La primera vez que vi algo de Maya Hayuk fue impactante. Su trabajo es un contraste con los colores habituales de las ciudades, un juego con el entorno en el que el resultado es tan importante como el proceso.
La última vez que me crucé con una pared suya fue el mes pasado. Sabía que había ido a Normal, en el centro de Illinois, para pintar un mural con alumnos de la universidad. Me crucé con su pared y me alegró el día. En cierto sentido, el trabajo de Maya Hayuk es terapéutico.
Se considera una obsesa de la simetría, el color, los huevos de Pascua y los mándalas, y esto se ve de un solo vistazo en sus trabajos. Sus pinturas y murales son como un test de Rorschach, en el que siempre se ven cosas positivas. Las formas sencillas y los chorretones le añaden una gran expresividad a su obra. “Me encantan las gotas” comenta. Esta artista no estudió pintura sino arte en vivo y experimental, y esa parte de improvisación también se aprecia en todo lo que hace.

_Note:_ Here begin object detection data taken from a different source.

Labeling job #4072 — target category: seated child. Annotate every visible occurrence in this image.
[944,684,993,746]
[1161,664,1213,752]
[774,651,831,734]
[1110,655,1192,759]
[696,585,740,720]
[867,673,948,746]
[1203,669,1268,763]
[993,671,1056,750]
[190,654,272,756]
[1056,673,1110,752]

A Maya no le gusta que la encasillen en ningún movimiento artístico. “A los que escriben sobre arte les encanta meter a los artistas en cajas, pero los artistas nunca quieren estar encerrados”. Quizá por eso ella también pinta en la calle. Sus paredes e instalaciones de grandes dimensiones habitan en lugares tan dispares como Nueva York o las Bahamas, Rio de Janeiro o Eindhoven y aportan siempre una nota diferenciadora de color.
El año pasado tuvo que abandonar el lugar donde tenía su estudio, el barrio de Williamsburg en Brooklyn ha cambiado mucho y la demanda inmobiliaria ha incrementado los alquileres. Antes de irse, comisionó con amigos artistas una última performance tapando con pintura todos los murales que cubrían la fachada del edificio. A finales de septiembre de este año expone en el museo de Bonnefanten en los Países Bajos, con chorretones de pintura por todos lados, seguro.